Gym-MiniGrid/README.md

Minimalistic Gridworld Environment (MiniGrid)

There are other gridworld Gym environments out there, but this one is designed to be particularly simple, lightweight and fast. The code has very few dependencies, making it less likely to break or fail to install. It loads no external sprites/textures, and it can run at up to 5800 FPS on a quad-core laptop, which means you can run your experiments faster.

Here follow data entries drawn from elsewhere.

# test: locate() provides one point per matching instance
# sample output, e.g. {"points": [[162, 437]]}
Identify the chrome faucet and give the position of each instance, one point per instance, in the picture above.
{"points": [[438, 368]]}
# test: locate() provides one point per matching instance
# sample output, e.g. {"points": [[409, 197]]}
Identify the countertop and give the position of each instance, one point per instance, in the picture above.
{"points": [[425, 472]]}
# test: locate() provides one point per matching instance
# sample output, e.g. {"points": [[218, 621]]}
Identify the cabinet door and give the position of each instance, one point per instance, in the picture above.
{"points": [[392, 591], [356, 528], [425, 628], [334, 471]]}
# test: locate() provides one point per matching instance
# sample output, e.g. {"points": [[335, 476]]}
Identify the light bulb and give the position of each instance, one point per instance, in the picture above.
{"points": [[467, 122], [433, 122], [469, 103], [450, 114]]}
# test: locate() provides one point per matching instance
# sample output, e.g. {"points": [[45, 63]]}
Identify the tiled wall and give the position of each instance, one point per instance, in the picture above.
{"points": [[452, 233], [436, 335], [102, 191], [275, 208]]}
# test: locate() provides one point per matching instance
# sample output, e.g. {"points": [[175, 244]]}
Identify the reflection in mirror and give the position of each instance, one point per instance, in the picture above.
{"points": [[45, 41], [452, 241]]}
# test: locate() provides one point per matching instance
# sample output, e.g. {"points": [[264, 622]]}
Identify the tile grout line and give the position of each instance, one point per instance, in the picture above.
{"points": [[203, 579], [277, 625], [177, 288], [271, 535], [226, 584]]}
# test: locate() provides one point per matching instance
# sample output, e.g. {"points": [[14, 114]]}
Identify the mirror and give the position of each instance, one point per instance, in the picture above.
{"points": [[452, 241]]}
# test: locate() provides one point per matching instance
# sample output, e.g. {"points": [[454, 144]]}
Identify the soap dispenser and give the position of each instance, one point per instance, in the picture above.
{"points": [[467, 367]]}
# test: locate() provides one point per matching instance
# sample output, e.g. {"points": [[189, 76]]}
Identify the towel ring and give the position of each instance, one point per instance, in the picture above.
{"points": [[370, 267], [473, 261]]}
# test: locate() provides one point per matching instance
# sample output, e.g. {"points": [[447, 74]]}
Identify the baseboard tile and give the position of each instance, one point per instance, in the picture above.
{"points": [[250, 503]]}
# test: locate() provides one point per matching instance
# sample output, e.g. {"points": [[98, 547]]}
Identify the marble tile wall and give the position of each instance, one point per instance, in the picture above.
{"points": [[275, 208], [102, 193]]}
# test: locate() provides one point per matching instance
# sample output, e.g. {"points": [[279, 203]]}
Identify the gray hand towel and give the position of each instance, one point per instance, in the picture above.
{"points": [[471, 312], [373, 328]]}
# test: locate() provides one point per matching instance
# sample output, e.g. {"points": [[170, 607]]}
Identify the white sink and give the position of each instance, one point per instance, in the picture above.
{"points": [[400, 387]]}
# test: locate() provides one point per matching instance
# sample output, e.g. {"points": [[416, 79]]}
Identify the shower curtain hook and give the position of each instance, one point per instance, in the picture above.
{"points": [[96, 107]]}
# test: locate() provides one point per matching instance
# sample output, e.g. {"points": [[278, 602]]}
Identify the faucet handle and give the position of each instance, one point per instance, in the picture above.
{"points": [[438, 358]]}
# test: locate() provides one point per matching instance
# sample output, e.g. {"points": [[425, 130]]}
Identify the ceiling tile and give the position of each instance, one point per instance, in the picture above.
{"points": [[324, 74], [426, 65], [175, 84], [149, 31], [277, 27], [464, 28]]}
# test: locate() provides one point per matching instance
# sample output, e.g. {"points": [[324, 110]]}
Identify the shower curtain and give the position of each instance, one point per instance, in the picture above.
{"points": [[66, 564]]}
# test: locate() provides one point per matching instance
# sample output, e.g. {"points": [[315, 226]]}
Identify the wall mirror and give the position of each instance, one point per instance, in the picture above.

This environment has been built at the MILA as part of the Baby AI Game project.

Installation

Clone this repository and install the other dependencies with pip3:

git clone https://github.com/maximecb/gym-minigrid.git
cd gym-minigrid
pip3 install -e .

Optionally, if you wish use the reinforcement learning code included under /basicrl, you can install its dependencies as follows:

cd basicrl

# PyTorch
conda install pytorch torchvision -c soumith

# OpenAI baselines
git clone https://github.com/openai/baselines.git
cd baselines
pip install -e .

# Other requirements
pip install -r requirements.txt

Note: the basicrl code is a custom fork of this repository, which was modified to work with this environment.

Basic Usage

To run the standalone UI application, which allows you to manually control the agent with the arrow keys:

./standalone.py

The environment being run can be selected with the --env-name option, eg:

./standalone.py --env-name MiniGrid-Empty-8x8-v0

Basic reinforcement learning code is provided in the basicrl subdirectory. You can perform training using the ACKTR algorithm with:

python3 basicrl/main.py --env-name MiniGrid-Empty-8x8-v0 --no-vis --num-processes 32 --algo acktr

You can view the result of training using the enjoy.py script:

python3 basicrl/enjoy.py --env-name MiniGrid-Empty-6x6-v0 --load-dir ./trained_models/acktr

Included Environments

The environments listed below are implemented in the gym_minigrid/envs directory.

Empty environment

Registered configurations:

• MiniGrid-Empty-8x8-v0
• MiniGrid-Empty-6x6-v0

This environment is an empty room, and the goal of the agent is to reach the green goal square, which provides a sparse reward. A small penalty is subtracted for the number of steps to reach the goal. This environment is useful, with small rooms, to validate that your RL algorithm works correctly, and with large rooms to experiment with sparse rewards.

Door & key environment

Registered configurations:

• MiniGrid-DoorKey-8x8-v0
• MiniGrid-DoorKey-16x16-v0

This environment has a key that the agent must pick up in order to unlock a goal and then get to the green goal square. This environment is difficult, because of the sparse reward, to solve using classical RL algorithms. It is useful to experiment with curiosity or curriculum learning.

Multi-room environment

Registered configurations:

• MiniGrid-MultiRoom-N6-v0

This environment has a series of connected rooms with doors that must be opened in order to get to the next room. The final room has the green goal square the agent must get to. This environment is extremely difficult to solve using classical RL. However, by gradually increasing the number of rooms and building a curriculum, the environment can be solved.

Fetch Environment

Registered configurations:

• MiniGrid-Fetch-8x8-v0

This environment has multiple objects of assorted types and colors. The agent receives a textual string as part of its observation telling it which object to pick up. Picking up the wrong object produces a negative reward.